Well, it’s been a couple weeks since we (regretfully) arrived home from our vacation, but it’s taken us that long to get back on track and caught back up! In the beginning of February, we loaded the kiddos up and took a week long, fun in the sun cruise to Jamaica, and on our trip we came across an interesting tree that we HAD to share!
Pictured to the left, you’ll see a picture of a humongous tree, called the Kapok tree (Ceiba pentandra). This tree is also known as the Ceiba or Silk Cotton Tree. It can grow over 130′ tall, averaging approximately 10′ growth per year. The Mayans believe this tree is a sacred tree, considering it a “ladder” to the heavens for the souls of family members and friends to climb.
It has gorgeous five-petaled pink and white flowers, however looks can be decieving. These flowers have quite the putrid smell, and open in the evening to be pollinated by tropical bats. These bats pollinate the horizontal branches, where other plants called epiphyte grow.

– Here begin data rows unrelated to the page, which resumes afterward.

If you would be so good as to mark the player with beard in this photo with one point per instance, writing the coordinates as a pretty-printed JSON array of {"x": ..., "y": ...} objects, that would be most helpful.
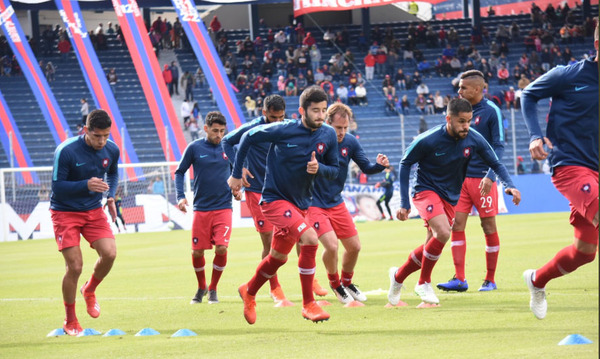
[
  {"x": 328, "y": 213},
  {"x": 443, "y": 155},
  {"x": 300, "y": 151}
]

The majority of the commercial Kapok trees come from the Island of Java in Indonesia. There are many unique uses for this tree, ranging from furniture to insulation and to the stuffing in some life jackets. In WWII, the life jackets were referred to as Mae Wests, and used the Kapok tree fibers because they are light weight and waterproof. The Kapok oil is used in some soaps, and the seeds are edible. This soft wood is used in Africa for canoes, wood carvings and caskets.